In Ace Pest Control, Inc. v. Industrial Comm'n (1965), 32 Ill. 2d 386, 205 N.E.2d 453, the claimant stopped his truck to help assist a stranded motorist near dusk on a day when the temperature was below freezing. This "good samaritan" act was deemed foreseeable. As a result, the resultant injury was found to arise out of and in the course of employment.
Given the location of the place of employment, it was foreseeable that claimant would help rescue someone who was in the lake. The Commission's finding that the accident arose out of and in the course of claimant's employment is not against the manifest weight of the evidence.
"The rule here stated *** does not go so far as to say that every rescue of a stranger by an employee is covered; it refers to a rescue the necessity for making which is thrown in claimant's path by the conditions of his employment.
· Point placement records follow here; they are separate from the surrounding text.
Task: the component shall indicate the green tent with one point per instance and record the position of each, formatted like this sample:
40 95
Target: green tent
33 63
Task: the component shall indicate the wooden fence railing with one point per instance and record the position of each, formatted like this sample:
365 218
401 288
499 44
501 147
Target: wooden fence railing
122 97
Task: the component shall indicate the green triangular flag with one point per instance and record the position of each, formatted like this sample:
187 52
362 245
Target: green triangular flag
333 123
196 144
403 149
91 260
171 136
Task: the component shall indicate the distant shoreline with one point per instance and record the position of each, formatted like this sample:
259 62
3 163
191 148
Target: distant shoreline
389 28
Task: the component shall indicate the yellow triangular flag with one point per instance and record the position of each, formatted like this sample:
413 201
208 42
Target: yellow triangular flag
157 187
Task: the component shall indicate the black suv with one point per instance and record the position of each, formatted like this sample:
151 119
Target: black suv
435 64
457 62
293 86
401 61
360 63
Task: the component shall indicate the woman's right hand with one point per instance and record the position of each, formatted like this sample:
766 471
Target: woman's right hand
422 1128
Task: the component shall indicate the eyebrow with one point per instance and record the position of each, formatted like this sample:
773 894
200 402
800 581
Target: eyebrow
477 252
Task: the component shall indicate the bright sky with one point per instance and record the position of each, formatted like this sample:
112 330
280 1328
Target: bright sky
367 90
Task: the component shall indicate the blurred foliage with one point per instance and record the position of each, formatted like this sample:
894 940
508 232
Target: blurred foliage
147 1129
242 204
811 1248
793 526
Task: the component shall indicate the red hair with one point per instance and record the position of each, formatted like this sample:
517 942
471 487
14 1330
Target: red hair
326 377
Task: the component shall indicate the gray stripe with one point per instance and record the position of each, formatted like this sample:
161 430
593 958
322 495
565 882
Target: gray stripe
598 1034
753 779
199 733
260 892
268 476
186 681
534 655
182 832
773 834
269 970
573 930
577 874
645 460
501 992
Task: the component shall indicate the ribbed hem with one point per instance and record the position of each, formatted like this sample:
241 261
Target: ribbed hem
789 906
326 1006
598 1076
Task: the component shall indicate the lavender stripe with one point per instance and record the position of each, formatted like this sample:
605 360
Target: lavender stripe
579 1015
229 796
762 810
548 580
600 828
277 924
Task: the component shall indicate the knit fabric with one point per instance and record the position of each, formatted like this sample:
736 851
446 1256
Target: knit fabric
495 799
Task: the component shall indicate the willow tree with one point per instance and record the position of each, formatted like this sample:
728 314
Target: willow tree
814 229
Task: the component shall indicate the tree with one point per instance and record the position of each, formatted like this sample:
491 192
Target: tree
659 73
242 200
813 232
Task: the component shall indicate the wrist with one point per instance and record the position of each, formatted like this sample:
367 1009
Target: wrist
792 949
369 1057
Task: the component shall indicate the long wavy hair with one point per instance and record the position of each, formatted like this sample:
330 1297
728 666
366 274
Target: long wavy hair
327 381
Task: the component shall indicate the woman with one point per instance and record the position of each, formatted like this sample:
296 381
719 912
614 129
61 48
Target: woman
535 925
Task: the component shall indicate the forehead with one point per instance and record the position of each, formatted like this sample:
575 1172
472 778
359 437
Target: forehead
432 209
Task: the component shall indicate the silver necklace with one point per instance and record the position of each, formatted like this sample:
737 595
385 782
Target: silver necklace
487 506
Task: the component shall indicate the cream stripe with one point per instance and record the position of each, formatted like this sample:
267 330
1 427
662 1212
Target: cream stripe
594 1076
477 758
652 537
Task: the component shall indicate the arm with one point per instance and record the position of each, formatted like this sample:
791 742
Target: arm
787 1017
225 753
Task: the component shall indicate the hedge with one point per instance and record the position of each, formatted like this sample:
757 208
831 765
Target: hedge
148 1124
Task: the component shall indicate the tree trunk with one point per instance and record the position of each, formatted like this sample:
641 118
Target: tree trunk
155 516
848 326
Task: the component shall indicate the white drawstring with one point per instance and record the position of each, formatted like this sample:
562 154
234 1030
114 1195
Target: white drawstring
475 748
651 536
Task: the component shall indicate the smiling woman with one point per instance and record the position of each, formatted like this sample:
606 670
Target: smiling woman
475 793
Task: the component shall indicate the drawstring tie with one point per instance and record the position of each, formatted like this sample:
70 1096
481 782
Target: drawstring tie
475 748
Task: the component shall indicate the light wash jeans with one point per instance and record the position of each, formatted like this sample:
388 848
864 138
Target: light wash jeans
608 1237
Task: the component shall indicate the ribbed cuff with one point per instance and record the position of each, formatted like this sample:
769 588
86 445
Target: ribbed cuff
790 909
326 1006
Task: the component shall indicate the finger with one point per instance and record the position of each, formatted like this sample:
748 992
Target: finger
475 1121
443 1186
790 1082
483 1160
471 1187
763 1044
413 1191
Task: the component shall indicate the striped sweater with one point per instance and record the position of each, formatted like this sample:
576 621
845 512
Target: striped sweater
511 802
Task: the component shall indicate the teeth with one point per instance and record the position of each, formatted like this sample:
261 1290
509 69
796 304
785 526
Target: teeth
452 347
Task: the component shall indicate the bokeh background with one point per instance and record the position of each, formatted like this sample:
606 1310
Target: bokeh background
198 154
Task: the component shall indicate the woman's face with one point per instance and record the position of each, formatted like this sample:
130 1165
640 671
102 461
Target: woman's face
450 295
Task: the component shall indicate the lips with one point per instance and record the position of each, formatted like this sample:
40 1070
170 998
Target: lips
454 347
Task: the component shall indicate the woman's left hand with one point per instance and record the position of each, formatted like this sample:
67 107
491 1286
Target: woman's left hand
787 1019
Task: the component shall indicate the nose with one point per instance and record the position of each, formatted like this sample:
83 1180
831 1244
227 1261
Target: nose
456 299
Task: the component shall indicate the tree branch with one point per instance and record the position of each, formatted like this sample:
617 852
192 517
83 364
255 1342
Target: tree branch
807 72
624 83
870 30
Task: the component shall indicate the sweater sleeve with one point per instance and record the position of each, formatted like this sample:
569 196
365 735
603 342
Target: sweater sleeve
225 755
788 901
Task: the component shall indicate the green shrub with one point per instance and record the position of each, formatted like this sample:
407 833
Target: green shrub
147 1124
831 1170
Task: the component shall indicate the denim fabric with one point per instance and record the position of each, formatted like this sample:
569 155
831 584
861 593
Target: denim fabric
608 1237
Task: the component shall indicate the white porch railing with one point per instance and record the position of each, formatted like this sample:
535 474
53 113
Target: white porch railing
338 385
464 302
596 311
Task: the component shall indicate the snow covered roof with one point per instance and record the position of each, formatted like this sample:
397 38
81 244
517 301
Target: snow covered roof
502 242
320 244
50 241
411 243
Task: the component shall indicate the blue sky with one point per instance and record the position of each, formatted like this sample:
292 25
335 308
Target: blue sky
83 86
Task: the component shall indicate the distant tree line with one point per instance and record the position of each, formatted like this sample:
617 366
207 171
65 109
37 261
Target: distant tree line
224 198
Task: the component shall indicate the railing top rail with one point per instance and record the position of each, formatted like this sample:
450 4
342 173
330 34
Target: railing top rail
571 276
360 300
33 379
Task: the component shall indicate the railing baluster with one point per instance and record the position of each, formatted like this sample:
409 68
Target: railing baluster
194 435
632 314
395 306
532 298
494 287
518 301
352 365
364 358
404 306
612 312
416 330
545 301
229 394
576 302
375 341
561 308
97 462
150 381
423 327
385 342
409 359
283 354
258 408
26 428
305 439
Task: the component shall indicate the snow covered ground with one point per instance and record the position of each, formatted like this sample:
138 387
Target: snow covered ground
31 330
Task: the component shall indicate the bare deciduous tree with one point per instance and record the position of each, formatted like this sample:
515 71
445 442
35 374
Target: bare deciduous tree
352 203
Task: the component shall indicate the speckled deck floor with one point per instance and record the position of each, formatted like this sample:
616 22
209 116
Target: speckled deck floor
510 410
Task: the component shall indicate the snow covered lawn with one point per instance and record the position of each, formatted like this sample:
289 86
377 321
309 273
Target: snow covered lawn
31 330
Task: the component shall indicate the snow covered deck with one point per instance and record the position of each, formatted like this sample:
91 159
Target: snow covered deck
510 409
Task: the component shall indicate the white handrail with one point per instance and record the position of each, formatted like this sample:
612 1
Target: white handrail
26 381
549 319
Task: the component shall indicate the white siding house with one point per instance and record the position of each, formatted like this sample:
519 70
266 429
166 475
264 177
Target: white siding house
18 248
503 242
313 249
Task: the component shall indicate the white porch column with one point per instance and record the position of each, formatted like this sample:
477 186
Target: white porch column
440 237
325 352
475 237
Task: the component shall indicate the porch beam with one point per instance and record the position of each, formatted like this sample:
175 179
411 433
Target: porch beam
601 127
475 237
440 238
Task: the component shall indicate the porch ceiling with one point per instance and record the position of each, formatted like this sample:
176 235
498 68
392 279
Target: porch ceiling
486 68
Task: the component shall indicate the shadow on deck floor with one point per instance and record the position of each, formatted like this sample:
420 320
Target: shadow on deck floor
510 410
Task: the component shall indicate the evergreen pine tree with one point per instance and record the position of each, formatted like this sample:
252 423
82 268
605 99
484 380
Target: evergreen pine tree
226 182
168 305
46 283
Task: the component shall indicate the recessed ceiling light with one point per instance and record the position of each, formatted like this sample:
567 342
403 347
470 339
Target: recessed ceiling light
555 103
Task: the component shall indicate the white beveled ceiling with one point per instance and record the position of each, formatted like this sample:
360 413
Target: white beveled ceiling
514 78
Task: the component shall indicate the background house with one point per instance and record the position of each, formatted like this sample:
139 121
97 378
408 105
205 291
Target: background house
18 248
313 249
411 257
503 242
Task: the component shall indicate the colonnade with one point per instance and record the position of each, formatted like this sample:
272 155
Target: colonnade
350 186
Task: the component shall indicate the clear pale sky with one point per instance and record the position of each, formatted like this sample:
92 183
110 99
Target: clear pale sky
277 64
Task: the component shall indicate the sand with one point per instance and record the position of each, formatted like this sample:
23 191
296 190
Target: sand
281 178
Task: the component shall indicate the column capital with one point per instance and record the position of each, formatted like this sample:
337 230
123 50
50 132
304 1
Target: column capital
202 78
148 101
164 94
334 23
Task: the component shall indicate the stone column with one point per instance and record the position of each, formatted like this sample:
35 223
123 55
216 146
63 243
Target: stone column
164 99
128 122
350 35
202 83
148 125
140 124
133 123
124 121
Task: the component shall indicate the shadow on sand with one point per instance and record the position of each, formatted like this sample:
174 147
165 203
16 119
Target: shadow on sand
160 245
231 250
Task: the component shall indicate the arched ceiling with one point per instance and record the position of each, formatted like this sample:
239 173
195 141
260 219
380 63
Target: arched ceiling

When claimant is a flagman at a dangerous crossing, or a worker in an area where construction and excavation are in progress, or a truck driver who is certain to encounter collisions along the highway, it is easy to see the connection between the work and the contact with the emergency." (lA A. Larson, Workmen's Compensation § 28.22, at 5-458 (1994).)
It was claimant's employment which brought him where he was and, in a general sense, caused him to be confronted with the emergency situation he sought to meet. (1A A. Larson, Workmen's Compensation § 28.22, at 5-455 (1994).) In sudden emergency situations, the rationale is employed that it is foreseeable by the employer that the employee, when faced with an emergency situation, would assist.
The order of the circuit court of Cook County confirming the Commission's decision is affirmed.
RAKOWSKI, COLWELL, HOLDRIDGE, and RARICK, JJ., concur.